Michael Moritz, ortaklarından olduğu Sequoia Capital’e 1986’da katıldı. Sequoia’nın küresel teknoloji yatırımlarındaki köklü değişikliklere uyum sürecinin başlıca mimarı olan Moritz, şirketin Çin ve Hindistan ofislerinin yanı sıra küresel teknoloji fonu olan Sequoia Global Growth’un, firmanın dünyanın çeşitli yerlerine dağılmış sabit varlıklardan oluşan ortak havuzu Sequoia Heritage’ın ve kamu sektörü fonu Sequoia Capital Global Equities’in de kurucu ortaklarındandır. Yahoo!, PayPal, Google, LinkedIn, Kayak ve Flextronics’in yönetim kurullarında uzun süre görev yapan Moritz, Sequoia’yı aynı zamanda Instacart, Klarna ve Stripe gibi şirketlerin yönetim kurullarında temsil ediyor. Moritz, Sequoia’ya katılmadan önce Technologic Partners’ın kurucu ortakları arasında yer aldı ve TIME dergisinin San Francisco şubesi şefi olarak görev yaptı.
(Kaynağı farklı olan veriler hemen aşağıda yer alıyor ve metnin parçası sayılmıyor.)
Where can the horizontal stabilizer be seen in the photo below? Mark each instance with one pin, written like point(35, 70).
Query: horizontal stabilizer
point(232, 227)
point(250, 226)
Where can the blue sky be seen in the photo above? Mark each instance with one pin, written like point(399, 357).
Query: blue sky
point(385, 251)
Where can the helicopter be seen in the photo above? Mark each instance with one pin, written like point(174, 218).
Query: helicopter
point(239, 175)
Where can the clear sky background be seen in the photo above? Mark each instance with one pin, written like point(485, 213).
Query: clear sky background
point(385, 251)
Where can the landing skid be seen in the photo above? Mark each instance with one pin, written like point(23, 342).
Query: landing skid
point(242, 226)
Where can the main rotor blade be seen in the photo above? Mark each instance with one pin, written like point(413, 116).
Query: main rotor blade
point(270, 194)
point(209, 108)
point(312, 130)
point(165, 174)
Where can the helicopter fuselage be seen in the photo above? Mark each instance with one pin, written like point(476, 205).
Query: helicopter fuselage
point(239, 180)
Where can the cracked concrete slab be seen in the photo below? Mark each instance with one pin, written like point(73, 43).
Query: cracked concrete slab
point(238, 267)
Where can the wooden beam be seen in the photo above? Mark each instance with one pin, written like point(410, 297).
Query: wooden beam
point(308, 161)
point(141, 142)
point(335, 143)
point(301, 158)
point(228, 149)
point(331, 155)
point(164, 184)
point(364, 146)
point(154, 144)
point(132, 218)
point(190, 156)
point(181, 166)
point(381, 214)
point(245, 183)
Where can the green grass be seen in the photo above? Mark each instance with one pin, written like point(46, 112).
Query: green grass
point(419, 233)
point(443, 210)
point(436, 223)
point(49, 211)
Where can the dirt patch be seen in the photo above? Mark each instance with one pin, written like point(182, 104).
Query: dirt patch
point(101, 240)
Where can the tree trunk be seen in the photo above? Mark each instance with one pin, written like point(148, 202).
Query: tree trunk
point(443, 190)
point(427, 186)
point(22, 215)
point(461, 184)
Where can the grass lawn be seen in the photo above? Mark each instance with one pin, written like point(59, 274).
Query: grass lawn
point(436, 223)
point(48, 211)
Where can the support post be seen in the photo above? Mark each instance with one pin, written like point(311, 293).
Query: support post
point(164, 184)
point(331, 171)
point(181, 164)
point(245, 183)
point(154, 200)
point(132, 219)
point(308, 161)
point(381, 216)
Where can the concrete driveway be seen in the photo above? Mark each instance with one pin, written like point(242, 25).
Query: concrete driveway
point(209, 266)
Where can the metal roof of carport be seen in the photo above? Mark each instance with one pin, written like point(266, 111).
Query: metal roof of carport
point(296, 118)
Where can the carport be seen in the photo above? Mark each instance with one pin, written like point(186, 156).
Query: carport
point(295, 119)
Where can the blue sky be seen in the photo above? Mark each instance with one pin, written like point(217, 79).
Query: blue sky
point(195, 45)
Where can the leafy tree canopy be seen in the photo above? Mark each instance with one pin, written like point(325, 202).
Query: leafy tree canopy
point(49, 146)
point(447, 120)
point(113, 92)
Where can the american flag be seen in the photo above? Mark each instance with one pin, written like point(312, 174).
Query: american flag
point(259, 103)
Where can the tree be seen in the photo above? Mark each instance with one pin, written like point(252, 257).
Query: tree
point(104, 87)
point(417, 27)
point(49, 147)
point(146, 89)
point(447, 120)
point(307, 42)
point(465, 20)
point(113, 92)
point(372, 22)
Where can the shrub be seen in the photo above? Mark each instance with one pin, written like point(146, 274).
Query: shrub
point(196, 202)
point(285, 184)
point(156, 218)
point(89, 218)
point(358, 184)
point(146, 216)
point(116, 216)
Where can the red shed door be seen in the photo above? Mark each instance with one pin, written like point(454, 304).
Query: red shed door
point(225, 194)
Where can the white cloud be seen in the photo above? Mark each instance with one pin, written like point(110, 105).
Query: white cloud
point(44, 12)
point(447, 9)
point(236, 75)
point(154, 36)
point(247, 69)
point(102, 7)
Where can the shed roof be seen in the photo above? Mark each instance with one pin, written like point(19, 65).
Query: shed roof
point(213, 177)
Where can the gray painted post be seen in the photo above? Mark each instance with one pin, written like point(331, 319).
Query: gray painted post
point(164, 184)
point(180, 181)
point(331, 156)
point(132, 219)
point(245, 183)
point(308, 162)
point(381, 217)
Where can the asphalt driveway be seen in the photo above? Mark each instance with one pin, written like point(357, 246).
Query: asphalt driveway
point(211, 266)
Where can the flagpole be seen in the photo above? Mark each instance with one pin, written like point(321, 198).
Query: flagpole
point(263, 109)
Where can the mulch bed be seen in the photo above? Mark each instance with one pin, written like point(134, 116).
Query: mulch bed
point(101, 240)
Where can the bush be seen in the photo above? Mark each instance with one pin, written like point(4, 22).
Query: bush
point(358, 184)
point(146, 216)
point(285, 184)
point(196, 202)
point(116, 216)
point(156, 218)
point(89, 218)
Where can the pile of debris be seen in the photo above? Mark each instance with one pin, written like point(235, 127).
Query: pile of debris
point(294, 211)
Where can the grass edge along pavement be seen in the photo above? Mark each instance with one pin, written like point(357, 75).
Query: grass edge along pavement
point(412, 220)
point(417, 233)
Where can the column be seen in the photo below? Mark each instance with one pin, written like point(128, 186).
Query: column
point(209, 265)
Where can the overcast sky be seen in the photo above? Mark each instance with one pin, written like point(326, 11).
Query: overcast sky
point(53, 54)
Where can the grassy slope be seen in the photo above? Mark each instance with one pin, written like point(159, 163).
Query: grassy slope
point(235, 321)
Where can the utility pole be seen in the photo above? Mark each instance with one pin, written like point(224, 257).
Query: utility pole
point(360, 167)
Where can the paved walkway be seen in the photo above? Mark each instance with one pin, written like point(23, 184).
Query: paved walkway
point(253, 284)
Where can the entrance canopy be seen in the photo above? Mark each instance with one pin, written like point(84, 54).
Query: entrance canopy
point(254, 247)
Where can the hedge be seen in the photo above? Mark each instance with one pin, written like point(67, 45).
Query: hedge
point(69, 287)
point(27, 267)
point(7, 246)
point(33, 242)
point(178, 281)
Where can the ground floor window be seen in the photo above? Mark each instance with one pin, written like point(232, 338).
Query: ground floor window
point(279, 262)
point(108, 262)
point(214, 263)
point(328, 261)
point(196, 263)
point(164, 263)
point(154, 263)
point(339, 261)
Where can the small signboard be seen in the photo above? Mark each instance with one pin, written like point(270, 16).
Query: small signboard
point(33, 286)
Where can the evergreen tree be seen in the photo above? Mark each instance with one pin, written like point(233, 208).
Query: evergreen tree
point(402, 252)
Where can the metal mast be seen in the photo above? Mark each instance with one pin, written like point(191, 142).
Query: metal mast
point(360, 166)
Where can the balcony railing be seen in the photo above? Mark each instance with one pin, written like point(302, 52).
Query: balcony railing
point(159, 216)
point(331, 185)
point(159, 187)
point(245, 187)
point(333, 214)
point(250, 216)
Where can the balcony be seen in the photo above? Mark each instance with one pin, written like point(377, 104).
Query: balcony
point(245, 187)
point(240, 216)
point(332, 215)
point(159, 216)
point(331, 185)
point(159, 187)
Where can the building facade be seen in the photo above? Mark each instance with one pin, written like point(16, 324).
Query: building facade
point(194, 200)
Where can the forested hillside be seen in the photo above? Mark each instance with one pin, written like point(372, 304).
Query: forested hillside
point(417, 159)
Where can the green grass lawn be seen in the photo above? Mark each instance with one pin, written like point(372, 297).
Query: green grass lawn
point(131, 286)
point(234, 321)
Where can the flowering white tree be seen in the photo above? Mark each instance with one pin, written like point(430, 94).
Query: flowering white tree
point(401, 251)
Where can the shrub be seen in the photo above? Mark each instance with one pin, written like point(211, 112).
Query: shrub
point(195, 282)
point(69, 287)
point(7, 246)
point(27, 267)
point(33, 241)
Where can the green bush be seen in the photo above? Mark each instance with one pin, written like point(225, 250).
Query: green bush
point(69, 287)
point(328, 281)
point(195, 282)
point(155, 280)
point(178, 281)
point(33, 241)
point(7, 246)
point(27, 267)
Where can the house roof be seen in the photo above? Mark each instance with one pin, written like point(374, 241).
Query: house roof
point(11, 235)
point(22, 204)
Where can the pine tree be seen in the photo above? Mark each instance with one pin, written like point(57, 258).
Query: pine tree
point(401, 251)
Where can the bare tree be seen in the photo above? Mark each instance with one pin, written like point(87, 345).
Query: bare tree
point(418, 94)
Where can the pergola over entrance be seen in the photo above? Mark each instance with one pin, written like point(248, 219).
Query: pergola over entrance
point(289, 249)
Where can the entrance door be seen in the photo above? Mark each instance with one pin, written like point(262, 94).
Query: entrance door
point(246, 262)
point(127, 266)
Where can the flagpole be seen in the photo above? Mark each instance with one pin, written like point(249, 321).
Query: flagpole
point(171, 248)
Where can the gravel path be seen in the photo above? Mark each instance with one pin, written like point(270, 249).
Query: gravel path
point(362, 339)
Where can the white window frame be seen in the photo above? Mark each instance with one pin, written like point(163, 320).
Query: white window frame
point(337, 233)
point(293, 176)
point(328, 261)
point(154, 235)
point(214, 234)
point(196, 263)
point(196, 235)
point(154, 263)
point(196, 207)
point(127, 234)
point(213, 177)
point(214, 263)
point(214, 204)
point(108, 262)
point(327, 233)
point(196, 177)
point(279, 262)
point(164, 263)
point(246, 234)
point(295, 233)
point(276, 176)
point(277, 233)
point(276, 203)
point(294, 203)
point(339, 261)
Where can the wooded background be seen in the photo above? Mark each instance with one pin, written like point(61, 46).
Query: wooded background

Moritz, 1984’te yayımlanan ve Apple üzerine yazılan ilk kapsamlı kitap olan Ve Steve Jobs Apple’ı Yarattı (Return to the Little Kingdom) ve Manchester United’ın uzun yıllar teknik direktörlüğünü yapan Sir Alex Ferguson ile birlikte kaleme aldığı Liderlik (Leading) de dahil olmak üzere birçok kitabın yazarıdır. Moritz 1976 yılında Oxford Üniversitesi Christ Church Koleji’nden tarih alanında yüksek lisans derecesi aldı. Eşi Harriet Heyman ile kurduğu Crankstart adlı vakıf, imkânsız görüneni başarma azmi ve cesaretini gösterenleri desteklemektedir. Moritz’e 2013’te İngiltere Kraliçesi tarafından şövalyelik unvanı verildi.